CACI 429 Negligent Sexual Transmission of Disease
California Civil Jury Instructions CACI
429 Negligent Sexual Transmission of Disease
[Name of plaintiff] claims that [name of defendant] sexually transmitted [specify sexually transmitted disease, e.g., HIV] to [him/her/nonbinary pronoun]. [Name of defendant] may be negligent for this transmission if [name of plaintiff] proves that [name of defendant] knew, or had reason to know, that [he/she/nonbinary pronoun] was infected with [e.g., HIV].
New May 2017; Revised May 2020
Directions for Use
This instruction should be given with CACI No. 400, Negligence—Essential Factual Elements. In a claim for negligent transmission of a sexually communicable disease, the elements of negligence, duty, breach, and causation of harm must be proved. (John B. v. Superior Court (2006) 38 Cal.4th 1177, 1188 [45 Cal.Rptr.3d 316, 137 P.3d 153].)
One has a duty to avoid transmitting an infectious disease if that person should have known of the infection (constructive knowledge). (John B., supra, 38 Cal.4th at pp. 1190–1191.) While the existence of a duty is a question of law for the court, what a person should have known is a question of fact.
It must be noted that in John B., the court limited its holding on constructive knowledge to the facts of the case before it, which involved a couple who were engaged and subsequently married; a defendant who was alleged to have falsely represented himself as monogamous and disease-free, and who insisted the couple stop using condoms; and a plaintiff who agreed to stop using condoms in reliance on those allegedly false representations. The court did not consider the existence or scope of a duty for persons whose relationship did not extend beyond the sexual encounter itself, whose relationship did not contemplate sexual exclusivity, who had not represented themselves as disease-free, or who had not insisted on having sex without condoms. (John B., supra, 38 Cal.4th at p. 1193.) Therefore, this instruction may not be appropriate on facts that were expressly reserved in John B.
Sources and Authority
•“[A] person who unknowingly contracts a sexually transmitted disease such as herpes may maintain an action for damages against one who either negligently or through deceit infects her with the disease.” (Doe v. Roe (1990) 218 Cal.App.3d 1538, 1543 [267 Cal.Rptr. 564].)
•“[T]o be stricken with disease through another’s negligence is in legal contemplation as it often is in the seriousness of consequences, no different from being struck with an automobile through another’s negligence.” (John B., supra, 38 Cal.4th at p. 1188, original italics.)
•“Because ‘ “[a]ll persons are required to use ordinary care to prevent others being injured as a result of their conduct” ’, this court has repeatedly recognized a cause of action for negligence not only against those who have actual knowledge of unreasonable danger, but also against those who have constructive knowledge of it.” (John B., supra, 38 Cal.4th at p. 1190, internal citation omitted.)
•“ ‘[C]onstructive knowledge,’ which means knowledge ‘that one using reasonable care or diligence should have, and therefore is attributed by law to a given person’, encompasses a variety of mental states, ranging from one who is deliberately indifferent in the face of an unjustifiably high risk of harm to one who merely should know of a dangerous condition. (John B., supra, 38 Cal.4th at pp. 1190–1191, internal citations omitted.)
•“[T]he tort of negligent transmission of HIV does not depend solely on actual knowledge of HIV infection and would extend at least to those situations where the actor, under the totality of the circumstances, has reason to know of the infection.
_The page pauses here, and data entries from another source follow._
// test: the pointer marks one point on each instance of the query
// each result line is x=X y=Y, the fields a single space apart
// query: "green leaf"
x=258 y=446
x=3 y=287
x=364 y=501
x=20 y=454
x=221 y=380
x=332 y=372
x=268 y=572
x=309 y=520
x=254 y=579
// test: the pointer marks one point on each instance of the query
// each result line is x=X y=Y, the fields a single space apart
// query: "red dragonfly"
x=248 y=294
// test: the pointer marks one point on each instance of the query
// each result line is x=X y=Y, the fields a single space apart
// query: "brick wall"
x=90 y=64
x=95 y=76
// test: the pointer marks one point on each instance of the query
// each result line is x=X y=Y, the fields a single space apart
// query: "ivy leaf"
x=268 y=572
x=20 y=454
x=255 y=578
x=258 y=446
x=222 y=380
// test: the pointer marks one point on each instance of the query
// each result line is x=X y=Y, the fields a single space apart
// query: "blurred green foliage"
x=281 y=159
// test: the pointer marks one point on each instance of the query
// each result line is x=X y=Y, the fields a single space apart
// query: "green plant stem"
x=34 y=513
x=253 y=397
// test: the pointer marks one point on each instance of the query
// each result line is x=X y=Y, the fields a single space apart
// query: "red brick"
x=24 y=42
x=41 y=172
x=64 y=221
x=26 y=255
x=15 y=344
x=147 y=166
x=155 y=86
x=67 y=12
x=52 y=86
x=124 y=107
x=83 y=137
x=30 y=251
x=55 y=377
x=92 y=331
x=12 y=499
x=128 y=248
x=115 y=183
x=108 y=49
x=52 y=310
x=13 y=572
Under the reason-to-know standard, ‘the actor has information from which a person of reasonable intelligence or of the superior intelligence of the actor would infer that the fact in question exists, or that such person would govern his conduct upon the assumption that such fact exists.’ In other words, ‘the actor has knowledge of facts from which a reasonable man of ordinary intelligence or one of the superior intelligence of the actor would either infer the existence of the fact in question or would regard its existence as so highly probable that his conduct would be predicated upon the assumption that the fact did exist.’ ” (John B., supra, 38 Cal.4th at p. 1191, internal citations omitted.)
•“[W]e are mindful that our precedents direct us to consider whether a duty of care exists ‘ “on a case-by-case basis.” ’ Accordingly, our conclusion that a claim of negligent transmission of HIV lies against those who know or at least have reason to know of the disease must be understood in the context of the allegations in this case, which involves a couple who were engaged and subsequently married; a defendant who falsely represented himself as monogamous and disease-free and insisted the couple stop using condoms; and a plaintiff who agreed to stop using condoms in reliance on those false representations. We need not consider the existence or scope of a duty for persons whose relationship does not extend beyond the sexual encounter itself, whose relationship does not contemplate sexual exclusivity, who have not represented themselves as disease-free, or who have not insisted on having sex without condoms.” (John B., supra, 38 Cal.4th at p. 1193.)